ProLiant Servers (ML,DL,SL)
1752314 Members
5860 Online
108786 Solutions
New Discussion юеВ

ML370G3 Hanging Problem

 
Rob Pursley
New Member

Re: ML370G3 Hanging Problem

Yep, got all the latest updates including the bios and drivers for all the bits.
Simon Black
Occasional Advisor

Re: ML370G3 Hanging Problem

I have updated the BIOS.
Server has now been running for 24 hours.
I need to wait until it next hangs.
Simon Black
Occasional Advisor

Re: ML370G3 Hanging Problem

Our server has been up for 7 days without 'hanging'.

However, in response to a support request, HP have suggested clearing the CMOS on thhe server:
"Let clear cmos on the server.
Clearing CMOS
Down the server to clear nvram.
Access the cover when the server is powered down. See the cover for the location of the maintenance switch. Switch #6 on the system maintenance switch from a default position of off to on.
Then apply power to the server.
When you see video, then turn the server off.
Place the switch # 6 back to the default position and apply power. Select F9 at post and then save to reconfigure with the correct controller order and exit. "

We have done this today and rebooted.
If this has nay impact, I'll update this thread.
Rob Pursley
New Member

Re: ML370G3 Hanging Problem

Good news, at least for my machine. I called last week HP support and they said that it was the back plane for the power supply. According to the tech the old ones didn't have enough juice to handle the redundant fans that were installed. I dropped in the new one and fired up the server and it's not had one issue for almost a week now.

Good call HP; thanks!
Simon Black
Occasional Advisor

Re: ML370G3 Hanging Problem

Hi
One of our ML370s hung last Monday having been up for 32 days.
We updated both servers with RedHat up2date, latest version of PSP and BIOS last Thursday.
They then both hung during the weekend.
We have now been advised to disable Hyperthreading on the processors, so this has been done and the machines rebooted.

Edmund White
Frequent Advisor

Re: ML370G3 Hanging Problem

Which RAID controllers are you running on? The Smart Array 641 had a similar problem for awhile until a firmware upgrade came out.
Simon Black
Occasional Advisor

Re: ML370G3 Hanging Problem

Hi Edmund
Yes our ML370s are running on Smart Array 641 Raid Controllers.
How do we tell which firmware version is running?
What version should we upgrade to and where can it be downloaded?+
Incidentally, our two ML530s installed at the same time, with the same versions of Red Hat Linux, PSP etc have Smart Array 6402 Raid Controllers and these two servers have never exhibited the 'hanging' problem.
Edmund White
Frequent Advisor

Re: ML370G3 Hanging Problem

Right. The problem was related to the SA640, not the 6400 series. What version of Linux are you running on? My reply to a similar issue can be found at:

http://forums1.itrc.hp.com/service/forums/questionanswer.do?threadId=645078

->snip<-
I bet it's the firmware on your Smart Array 641 controller....
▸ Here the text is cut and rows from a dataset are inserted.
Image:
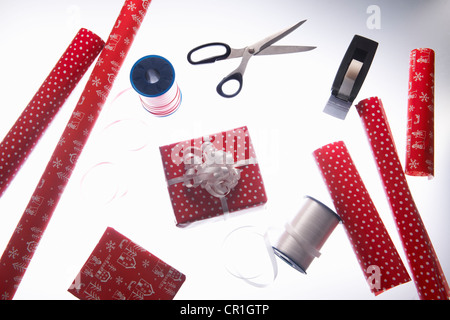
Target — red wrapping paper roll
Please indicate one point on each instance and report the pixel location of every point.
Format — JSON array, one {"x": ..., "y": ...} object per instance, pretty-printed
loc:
[
  {"x": 373, "y": 247},
  {"x": 30, "y": 229},
  {"x": 40, "y": 111},
  {"x": 119, "y": 269},
  {"x": 428, "y": 276},
  {"x": 420, "y": 128}
]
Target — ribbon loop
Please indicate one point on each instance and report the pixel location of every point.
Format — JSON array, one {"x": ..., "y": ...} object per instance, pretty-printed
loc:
[{"x": 213, "y": 170}]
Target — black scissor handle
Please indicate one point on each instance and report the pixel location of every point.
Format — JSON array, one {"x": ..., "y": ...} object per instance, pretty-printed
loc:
[
  {"x": 237, "y": 76},
  {"x": 210, "y": 59}
]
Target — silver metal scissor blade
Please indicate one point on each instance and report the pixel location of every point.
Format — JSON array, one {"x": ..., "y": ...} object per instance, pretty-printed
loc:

I recently experienced a problem with the SA641 controller on ML350 and ML370 servers that caused the system load to rise very rapidly (> 40), halting most network services. It appeared as though the controller would shutdown and that processes that depended upon Disk I/O would go into STAT D (uninterruptible sleep), forcing the load up by one unit per process. Programs loaded into memory (the kernel, top, etc.) were unaffected. This always occured after 3-7 days of uptime (usually when physical memory was cached and swapping occurred).

This problem was fixed by replacing the 641 with a 6400 or 5300 series controller... OR downgrading the firmware (to the last revision from 2003) on the 641. The new firmware on the 641 was just released last week, and seems to have corrected the issue.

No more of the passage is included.